“Are you going let that sorry ass man beat you?”

“He beat everyone else. Why should I be any different?”

“Pathetic is not your color, Elisabeth.”

“You’re not helping,” I groan.

“I taught you to help yourself, child. Sit up, right now. Fight your corner, darling,”

Her command, spoken without raising her voice, has the effect of dunking my head in a bucket of ice water.

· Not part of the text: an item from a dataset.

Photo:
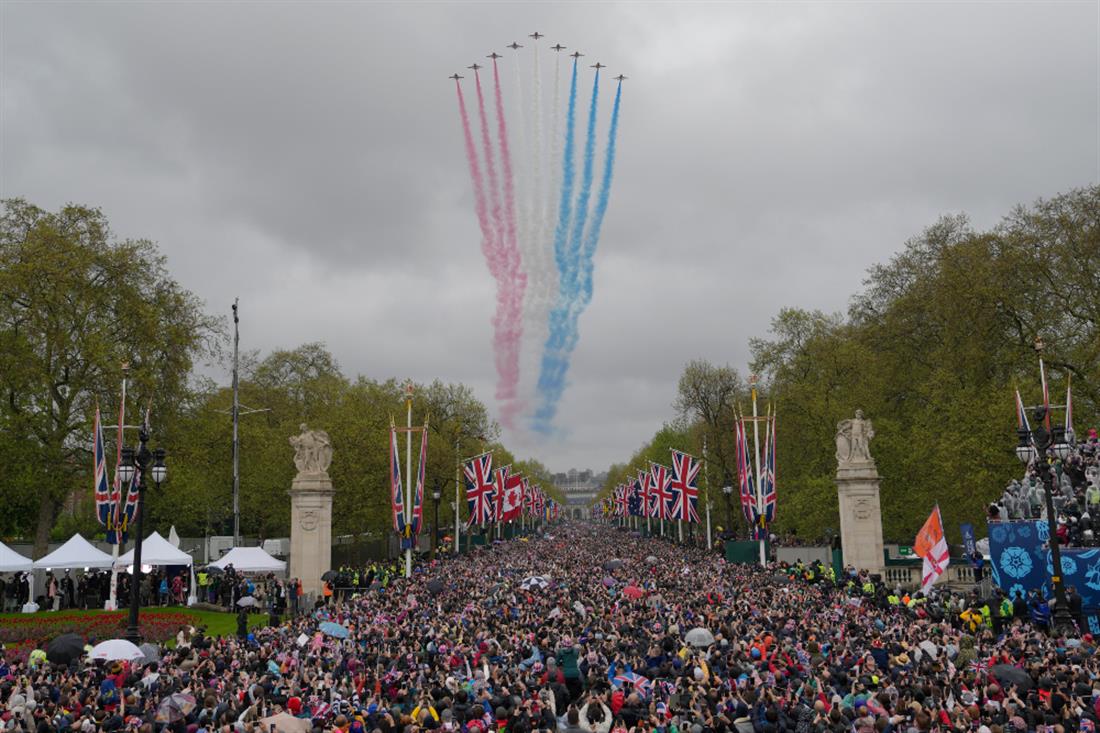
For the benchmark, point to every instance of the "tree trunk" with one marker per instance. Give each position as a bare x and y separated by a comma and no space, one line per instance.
47,510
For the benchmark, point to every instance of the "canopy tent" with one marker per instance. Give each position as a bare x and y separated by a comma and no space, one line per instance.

As the oldest of five children, with a mother who was chronically ill and a father who drank the way most of us breathed, she managed to raise herself and all of them out of poverty with the sheer force of her determination. She fights for the people she loves and I’m so lucky to be one of them. I don't know what I would have done without her after my mother left. “I’m up and I’m listening.” I say with as much energy as I can muster.

“Good. Now, you’ve been in tighter, darker, more treacherous corners. Right? Tell me what you’re fighting for.”

“Better than I’ve been offered,” I answer, by rote.

“You keep saying that. But what does it mean?”

I frown, at the blank my mind draws. I've been saying it so long, I don’t even think about that anymore. “Well, I’ve been trying to fin

d a job so I can get myself to New York without my father’s help or blessing.”

“Oh my God, Beth.” I can imagine her pulling her hair in frustration.

I’m instantly defensive. “What? It’s true.”

Her answering sigh is weary. “You need to do some soul-searching and be clear about what you really want.”

“I already know what I want.”

“How is a job in New York more than you’re offered when you’re a talented artist and an heiress?”

“I’m only an heiress if I get married,” I remind her.

“There are harder ways to get rich”

“I don’t want to be rich. I want to be free.”

“That’s what Phil said, and where did that get him?”

My heart twists at the thought of my brother being out there. “He’s finding his way.”

She scoffs. ”Finding his way? Where? How? He’s broke and lives on whatever scraps he takes home from the restaurant.”

“His restaurant,” I remind her.

“The bank’s restaurant. If he’d just married the girl your father liked, he could have had his restaurant, and the beauty he gave it all up for would be alive.

I’m mad at him for leaving me, but I understand what drove him. And I feel compelled to defend him. “But he loved her.”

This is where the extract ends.